[firebird-support] Re: In memory sorting consumes alot of space

2013-05-18 Thread haris_p_sw


--- In firebird-support@yahoogroups.com, Alexandre Benson Smith iblist@... 
wrote:


  Here is my query which is a join between three tables. prdInCatTab holds 
  the keys to product and prdCategory and it's a one-to-many relationship:
 
  SELECT FIRST 10 SKIP 500 *
  FROM product JOIN prdInCatTab ON prdInCatTab.PINCPrdId = product.prdId
  JOIN prdCategory ON prdCategory.catId = prdInCatTab.PINCCatId
  WHERE prdCategory.catShowFlag = '1'
  AND product.prdHideFlag != '1'
  AND prdInCatTab.PINCPrimary = '1'
  ORDER BY prdInCatTab.PINCRank DESC, product.nameUp ASC;
 
  And here is the plan:
 
  PLAN SORT (JOIN (PRDINCATTAB NATURAL, PRDCATEGORY INDEX (PK_PRDCATEGORY), 
  PRODUCT INDEX (PK_PRODUCT)))
 
  Well, my actual question could be: Why does Firebird consume such a large 
  amount of sorting space? It is almost impossible for a web server which has 
  over 100 connections to allocate such amounts of memory space. As I wrote 
  in my first post here are my numbers:
 
  1. Table product's size is between 30 and 40 MB. The other two have small 
  size.
 
  2. TempCacheLimit = 536870912 with Classic Super Server if you want to have 
  an acceptable run(4-5 secs first run on my laptop, around 2 secs all next 
  runs).
 
  3. Firebird server does actually need from 200 to 450 MB for each run.
 
  Although my production servers are much faster than my laptop, I replaced 
  the above query with another that uses a subquery as a virtual table. It 
  turned out very fast and not memory consuming:
 
  SELECT * FROM product
   JOIN prdInCatTab ON prdInCatTab.PINCPrdId = product.prdId
   JOIN prdCategory ON prdCategory.catId = prdInCatTab.PINCCatId
   JOIN
  (
  SELECT FIRST 10 SKIP 500 product.prdId as bprdid
  FROM product JOIN prdInCatTab ON prdInCatTab.PINCPrdId = product.prdId
  JOIN prdCategory ON prdCategory.catId = prdInCatTab.PINCCatId
  WHERE catShowFlag = '1'
  AND product.prdHideFlag != '1'
  AND prdInCatTab.PINCPrimary = '1'
  ORDER BY PINCRank DESC, product.nameUp ASC
  ) AS b ON product.prdid = b.bprdid
  AND prdInCatTab.PINCPrimary = '1'
 
  and the plan:
  PLAN JOIN (JOIN (SORT (JOIN (B PRDINCATTAB NATURAL, B PRDCATEGORY INDEX 
  (PK_PRDCATEGORY), B PRODUCT INDEX (PK_PRODUCT))), JOIN (PRDINCATTAB INDEX 
  (FK_PINC_PRODUCT), PRODUCT INDEX (PK_PRODUCT))), PRDCATEGORY INDEX 
  (PK_PRDCATEGORY))
 
  But you can't always substitute your queries easily, can you?
  And it still bothers me as a Firebird user how postgres does it so well.
 
  Regards,
  Haris
 
 
 
 
 
 
 There are blobs in any of the tables ? Since you are using select *, any 
 blobs will be returned.
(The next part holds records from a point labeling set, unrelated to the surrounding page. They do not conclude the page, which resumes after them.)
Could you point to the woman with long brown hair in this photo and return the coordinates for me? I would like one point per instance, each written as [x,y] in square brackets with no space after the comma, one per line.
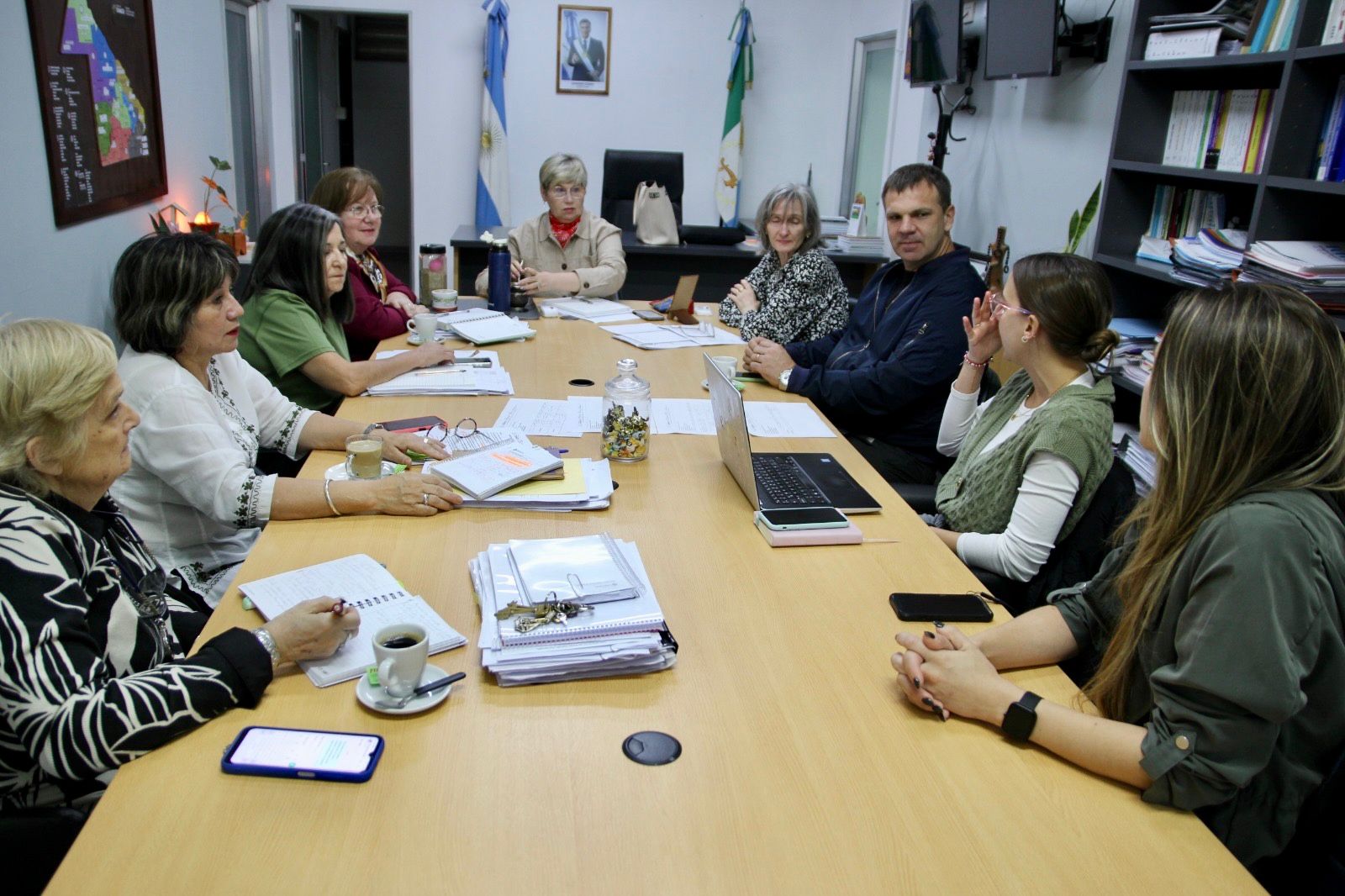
[1219,618]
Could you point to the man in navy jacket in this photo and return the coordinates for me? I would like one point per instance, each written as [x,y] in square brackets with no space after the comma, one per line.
[884,380]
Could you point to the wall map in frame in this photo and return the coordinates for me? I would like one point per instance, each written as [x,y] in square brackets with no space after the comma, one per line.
[98,91]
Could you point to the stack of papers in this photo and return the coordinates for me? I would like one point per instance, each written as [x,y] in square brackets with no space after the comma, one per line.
[862,245]
[585,485]
[367,587]
[595,309]
[674,335]
[576,416]
[447,380]
[623,634]
[482,326]
[1311,266]
[1140,461]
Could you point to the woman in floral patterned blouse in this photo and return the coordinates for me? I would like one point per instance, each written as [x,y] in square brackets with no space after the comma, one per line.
[795,293]
[193,490]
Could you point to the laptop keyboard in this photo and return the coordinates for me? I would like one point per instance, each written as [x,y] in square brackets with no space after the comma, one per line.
[783,483]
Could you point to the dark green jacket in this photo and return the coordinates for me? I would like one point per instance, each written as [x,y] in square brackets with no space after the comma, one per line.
[1242,674]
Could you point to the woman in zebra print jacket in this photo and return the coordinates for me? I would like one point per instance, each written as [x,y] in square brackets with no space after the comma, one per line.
[93,633]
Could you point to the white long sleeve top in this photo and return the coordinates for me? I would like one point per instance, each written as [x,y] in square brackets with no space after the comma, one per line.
[1046,495]
[193,490]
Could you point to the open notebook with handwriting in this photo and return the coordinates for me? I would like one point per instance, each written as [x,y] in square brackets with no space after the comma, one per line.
[367,587]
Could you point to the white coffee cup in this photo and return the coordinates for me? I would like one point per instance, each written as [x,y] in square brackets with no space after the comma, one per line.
[423,326]
[726,363]
[401,667]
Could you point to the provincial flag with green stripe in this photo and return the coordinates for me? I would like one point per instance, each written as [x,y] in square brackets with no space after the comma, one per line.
[728,172]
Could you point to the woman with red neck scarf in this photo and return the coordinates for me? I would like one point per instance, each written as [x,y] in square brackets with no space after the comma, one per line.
[565,250]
IIRC there is a memory consumition above the 
 expected when blobs are used in sorting (group by, distinct, etc.) I 
 can't recall the exact details and in wich FB version are affected. 
 Perhaps some one could put more information about it. Something 
 regarding the memory be freed just when the transaction is commited or 
 something like that.
 
 But, could you try to remove * and put the just the necessary fields ?
 
 If not, could you put the table strucure of the involved tables ? 
 Perhaps you have large varchar fields that leads to a huge memory usage.
 
 see you !


Hi Set,
Thanks for your reply.

Yes, there are blobs and quite large varchar fields(160). I have already tested 
that if I select only some columns then the query execution time is 
dramatically reduced. My opinion is that it doesn't matter which columns you 
select, what matters is total size of the returned dataset. Actually, that's 
why my solution with the subquery works fast. Because it does the sorting on a 
dataset with very few char and integer columns. Maybe the optimizer could 
follow a similar plan.

Regards,
Haris 



[firebird-support] Re: In memory sorting consumes alot of space

2013-05-18 Thread haris_p_sw
 
 I don't know myself, perhaps postgres applies a simple compression to the 
 intermediate sort files to minimize disk space usage.
 
 The fact that your query create a fully exploded result set of all columns in 
 all of the query tables doesn't help -- it seems very unnecessary -- it only 
 increases the size of the temp sort file.
 
 One possible performance optimization (depending on the selectivity of the 
 prdInCatTab.PINCPrimary column) would be to add an index on this column.  
 This will not reduce the size of the temp sort file, but could improve 
 overall query performance.
 
 
 Sean



Hi Sean,
Thanks for your reply.

Yes. I know that select * doesn't help and I agree with you that the key here 
is the total size of the dataset to be sorted.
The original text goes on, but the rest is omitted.